Sur le parvis de la station, un camion somnolait en attendant une roue ; sur la nationale, la circulation était assez fluide ;
j'étais là et discutais (enfin, j'écoutais) avec un expatrié des avantages de la vie en Afrique par rapport à l'Europe, quand un bruit de tôle froissa son discours.
Une moto, bleue, glissait sur le bas-côté ; en avant d'elle une masse jaune pirouettait, roulait sur le sol et restait immobile ; plus en avant, une masse sombre
disparaissait.
Un zémidjan, un taxi-moto, un jeune à ce qu'il m'a semblé, peut-être un de ces diplômés sans emploi qui a troqué son doctorat ou sa maîtrise contre une licence de taxi plus apte à lui assurer un
revenu.
Il est là, allongé perpendiculaire à la voie, casquette blanche vissée sur le crâne au ras du goudron et le surtout jaune bien visible sur le sable gris. Une voiture passe, une moto fait un
écart, un fourgon marqué d'une croix rouge ne ralentit pas, d'autres voitures, d'autres motos passent dans un sens, dans l'autre. Certains ralentissent assez pour mieux voir l'homme à
terre, solitaire, et puis s'en vont !
Un zémidjan s'arrête enfin, un autre motard, d'autres motards, des piétons... on s'agglutine autour du corps comme mouches sur un déchet... une bonne-dame vient avec son éventail et fait de
l'air ! Au sol on ne bouge pas ! Un zémidjan donne du sifflet et invite à circuler, mais des motos s'arrêtent le temps de voir et d'enfumer.
Je songe à ce documentaire vu dimanche d'une famille d'hippopotames rendant hommage à un bœuf tué dans la nuit, le léchant puis s'allongeant autour de lui pour deux heures. L'hommage aux
défunts n'est-il pas considéré comme le début de la civilisation ?

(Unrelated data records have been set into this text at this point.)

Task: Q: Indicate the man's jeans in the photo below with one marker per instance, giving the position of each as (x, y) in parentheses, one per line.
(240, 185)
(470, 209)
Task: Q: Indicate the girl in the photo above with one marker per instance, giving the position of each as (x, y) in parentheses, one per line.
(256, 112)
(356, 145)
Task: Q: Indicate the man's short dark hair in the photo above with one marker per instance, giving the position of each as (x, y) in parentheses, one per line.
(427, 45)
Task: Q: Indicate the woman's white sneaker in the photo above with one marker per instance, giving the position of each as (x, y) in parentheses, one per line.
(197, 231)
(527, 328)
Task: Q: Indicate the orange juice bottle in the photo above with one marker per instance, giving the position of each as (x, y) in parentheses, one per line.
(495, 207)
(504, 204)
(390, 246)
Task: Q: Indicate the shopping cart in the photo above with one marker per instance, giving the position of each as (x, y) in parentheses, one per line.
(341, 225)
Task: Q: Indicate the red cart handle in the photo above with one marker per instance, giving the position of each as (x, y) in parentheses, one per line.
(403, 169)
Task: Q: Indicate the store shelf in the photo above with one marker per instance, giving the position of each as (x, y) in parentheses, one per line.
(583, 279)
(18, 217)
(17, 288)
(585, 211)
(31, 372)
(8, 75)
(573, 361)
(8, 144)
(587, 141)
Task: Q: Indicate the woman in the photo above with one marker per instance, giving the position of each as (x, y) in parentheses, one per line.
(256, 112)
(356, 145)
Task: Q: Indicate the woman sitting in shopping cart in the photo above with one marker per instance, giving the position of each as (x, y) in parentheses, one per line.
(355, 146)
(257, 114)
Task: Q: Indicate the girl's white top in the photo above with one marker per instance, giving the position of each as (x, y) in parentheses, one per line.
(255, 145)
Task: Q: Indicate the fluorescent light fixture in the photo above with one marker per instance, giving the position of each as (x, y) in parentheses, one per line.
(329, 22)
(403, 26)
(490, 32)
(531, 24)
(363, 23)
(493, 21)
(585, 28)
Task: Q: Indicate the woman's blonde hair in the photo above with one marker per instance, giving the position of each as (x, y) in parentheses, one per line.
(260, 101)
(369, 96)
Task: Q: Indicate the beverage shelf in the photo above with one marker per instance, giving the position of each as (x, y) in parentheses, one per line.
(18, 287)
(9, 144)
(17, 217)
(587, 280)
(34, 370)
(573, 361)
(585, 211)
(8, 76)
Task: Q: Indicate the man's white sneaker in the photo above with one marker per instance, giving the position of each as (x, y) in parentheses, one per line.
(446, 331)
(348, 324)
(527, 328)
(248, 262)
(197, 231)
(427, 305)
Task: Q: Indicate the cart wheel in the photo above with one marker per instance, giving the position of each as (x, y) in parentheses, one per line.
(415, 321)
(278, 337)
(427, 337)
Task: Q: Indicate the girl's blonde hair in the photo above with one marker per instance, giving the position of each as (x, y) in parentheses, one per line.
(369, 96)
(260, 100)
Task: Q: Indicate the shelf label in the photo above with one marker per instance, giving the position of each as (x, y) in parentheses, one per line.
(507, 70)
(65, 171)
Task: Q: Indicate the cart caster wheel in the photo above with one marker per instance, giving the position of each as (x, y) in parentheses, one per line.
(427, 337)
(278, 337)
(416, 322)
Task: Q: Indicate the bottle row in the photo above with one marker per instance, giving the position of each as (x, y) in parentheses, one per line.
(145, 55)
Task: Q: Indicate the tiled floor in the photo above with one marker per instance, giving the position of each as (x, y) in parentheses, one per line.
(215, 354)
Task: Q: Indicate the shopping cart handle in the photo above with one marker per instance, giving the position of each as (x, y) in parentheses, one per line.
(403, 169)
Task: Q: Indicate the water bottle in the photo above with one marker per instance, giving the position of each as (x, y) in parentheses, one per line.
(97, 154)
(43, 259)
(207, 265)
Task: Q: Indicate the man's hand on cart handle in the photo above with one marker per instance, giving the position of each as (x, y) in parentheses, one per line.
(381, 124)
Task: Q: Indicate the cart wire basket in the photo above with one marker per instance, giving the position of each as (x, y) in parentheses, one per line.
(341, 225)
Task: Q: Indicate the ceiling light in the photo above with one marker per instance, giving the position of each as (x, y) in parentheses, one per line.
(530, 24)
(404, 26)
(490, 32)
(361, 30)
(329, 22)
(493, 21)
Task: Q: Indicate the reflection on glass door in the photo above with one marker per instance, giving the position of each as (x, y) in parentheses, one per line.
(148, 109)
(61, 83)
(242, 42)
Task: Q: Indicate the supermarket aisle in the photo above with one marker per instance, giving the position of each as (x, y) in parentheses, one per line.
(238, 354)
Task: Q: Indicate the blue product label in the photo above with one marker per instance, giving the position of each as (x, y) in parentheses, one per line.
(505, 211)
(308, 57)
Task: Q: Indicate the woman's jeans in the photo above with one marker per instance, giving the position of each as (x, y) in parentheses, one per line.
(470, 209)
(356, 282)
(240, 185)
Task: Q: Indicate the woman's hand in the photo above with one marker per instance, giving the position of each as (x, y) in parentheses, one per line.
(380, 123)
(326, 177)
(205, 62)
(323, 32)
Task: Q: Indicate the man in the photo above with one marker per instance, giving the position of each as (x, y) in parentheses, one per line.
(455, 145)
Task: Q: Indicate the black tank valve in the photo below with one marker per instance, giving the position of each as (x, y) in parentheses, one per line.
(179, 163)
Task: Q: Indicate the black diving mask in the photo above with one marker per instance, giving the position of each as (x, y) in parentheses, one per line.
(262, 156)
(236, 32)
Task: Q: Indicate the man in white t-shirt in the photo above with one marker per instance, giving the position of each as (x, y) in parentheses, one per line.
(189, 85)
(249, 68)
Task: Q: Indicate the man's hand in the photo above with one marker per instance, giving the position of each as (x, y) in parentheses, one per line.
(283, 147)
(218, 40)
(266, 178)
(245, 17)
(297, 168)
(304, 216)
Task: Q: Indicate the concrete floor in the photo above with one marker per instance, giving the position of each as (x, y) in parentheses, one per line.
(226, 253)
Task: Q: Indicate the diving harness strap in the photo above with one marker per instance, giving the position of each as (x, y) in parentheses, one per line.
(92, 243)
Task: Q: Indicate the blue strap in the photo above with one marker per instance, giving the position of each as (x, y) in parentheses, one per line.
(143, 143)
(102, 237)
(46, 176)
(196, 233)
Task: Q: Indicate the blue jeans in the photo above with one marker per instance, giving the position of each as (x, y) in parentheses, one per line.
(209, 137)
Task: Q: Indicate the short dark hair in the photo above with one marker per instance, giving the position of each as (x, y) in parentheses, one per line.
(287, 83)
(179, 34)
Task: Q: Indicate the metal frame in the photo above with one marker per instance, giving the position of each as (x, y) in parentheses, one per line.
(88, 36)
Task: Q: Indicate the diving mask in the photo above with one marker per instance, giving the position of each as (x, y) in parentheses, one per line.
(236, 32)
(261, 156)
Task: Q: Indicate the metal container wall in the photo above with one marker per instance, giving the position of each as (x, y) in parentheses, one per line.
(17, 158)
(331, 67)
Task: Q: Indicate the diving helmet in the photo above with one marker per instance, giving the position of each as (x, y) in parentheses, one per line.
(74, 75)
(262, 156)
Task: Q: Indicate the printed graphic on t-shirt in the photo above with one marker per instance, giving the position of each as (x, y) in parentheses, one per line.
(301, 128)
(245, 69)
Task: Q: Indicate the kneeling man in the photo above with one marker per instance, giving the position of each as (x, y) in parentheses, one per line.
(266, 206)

Une bonne demi heure plus tard, un fourgon de pompiers, sirène geignarde, manœuvre et s'arrête, on en sort une civière, la foule à peine s'écarte de ‘son' blessé, la civière est chargée
d'un corps inerte, un pompier coupe la circulation tandis qu'un autre amène la moto jusqu'à la station. Gyrophare et sirènes n'aident pas vraiment à s'insérer dans la
circulation. Sirène hurlante, un transporteur de fonds quitte la banque, son blindage s'impose, il poursuit sa route.
Peu à peu les quelques dizaines de badauds reprennent leur voie. Moi, j'étais déjà rentré, je parlais avec cet ami dont une plaie finit à peine de cicatriser au sommet du crâne, qui boite encore, ce spectacle remue des souvenirs en lui. Je n'ai pas même essayé de traverser la route, je ne suis pas de taille à m'ouvrir une ‘fenêtre' et je n'étais plus nécessaire ensuite.